Vor allem Brežnev hatte es denn auch eilig, sich als Sachwalter weiterer Agrarreformen in Szene zu setzen. Bereits die erste Plenarversammlung des ZK nach dem Umsturz verabschiedete Ende März 1965 auf seine Empfehlung hin eine Resolution, die heftige Kritik an den bestehenden Zuständen übte und Abhilfe forderte. Der Aufschwung der Landwirtschaft, so betonte der neue Erste Sekretär, sei von existentieller Bedeutung für den Aufbau des Kommunismus und bedürfe deshalb angemessener materieller Förderung. Allem Anschein nach führte diese Prioritätensetzung auch zu Dissens hinter den Kulissen. Denn Brežnev forderte nicht nur das Ende administrativer Gängelung, sondern auch massive Investitionen in die Bodenverbesserung und maschinelle Ausstattung. Sein Programm war teuer und verlangte eben jene alternative Entscheidung, die sich aus den engen Grenzen der sowjetischen Kapital- und Wirtschaftskraft ergaben. Der Entwicklungsplan, den der 23. Parteitag im April 1966 annahm, zeugte vom Erfolg seiner Werbung. Aber er zeigte auch, welchen Preis der ‹aszendierende› Führer zahlte: Profiteure der finanziellen Umverteilung waren, wie erwähnt, Militär und Schwerindustrie. Man kann in diesem Junktim durchaus einen Geburtsfehler des neuen Anlaufs sehen, die Agrarmisere zu beheben. Denn zum einen sind auch für diese Jahre Zweifel daran erlaubt, dass tatsächlich beide Prioritäten gleichermaßen hätten bedacht werden können; zum anderen bleibt offen, ob eine massive Förderung der Landwirtschaft ohne analoge Investitionen in die Zulieferindustrie überhaupt sinnvoll war.[10]

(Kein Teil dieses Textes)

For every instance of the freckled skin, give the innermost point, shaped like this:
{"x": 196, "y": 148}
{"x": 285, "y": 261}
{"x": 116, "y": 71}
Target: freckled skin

Schon dieses kompromissbeladene Programm wurde freilich zunächst nicht verwirklicht. Paradoxerweise sorgten Rekorderträge im Jahr seiner Annahme dafür, dass man es für entbehrlich hielt. Erst die Missernte der folgenden Saison brachte die Parteiführung zur Vernunft. Gleiches bewirkten Versorgungsmängel im strengen Winter 1969/70, so dass der Generalsekretär seine Argumente mit größerer Überzeugungskraft wiederholen konnte. Politbüro und Ministerrat akzeptierten seine prophetische Mahnung, dass es «entscheidend» darauf ankomme, ein «modernes materielles und technisches Fundament» für die Landwirtschaft zu schaffen. Dementsprechend sah der neue (9.) Fünfjahresplan für die erste Hälfte der siebziger Jahre nicht nur die höchste absolute Investitionssteigerung seit seinem Regierungsantritt vor (von 82,2 Mrd. Rubel 1966–70 auf 131,5 Mrd. Rubel 1971–75), sondern auch eine erhebliche Vergrößerung des prozentualen Anteils der Landwirtschaft an der gesamten Mittelzuweisung. Was davon unter den vorausgesetzten günstigen Umständen hätte Wirklichkeit werden können, muss der Spekulation überlassen bleiben. Die Missernten von 1972 und 1975 sorgten für «weniger konsistente» Resultate als zuvor. So blieb die Bilanz eines Jahrzehnts ambivalent, aber durchaus nicht rein negativ. Einerseits reagierte die agrarische Bruttoproduktion auf den Investitionsimpuls positiv mit einer ‹respektablen› Wachstumsrate von 3,9 % 1966–70, so dass sie insgesamt vom achten (1961–65) bis zum Beginn des zehnten Fünfjahresplans (1976–78) um mehr als die Hälfte stieg. Andererseits resultierte dieses Ergebnis überwiegend aus den größeren, zumeist von gutem Wetter unterstützten Anstrengungen, nicht aus größerer Effizienz.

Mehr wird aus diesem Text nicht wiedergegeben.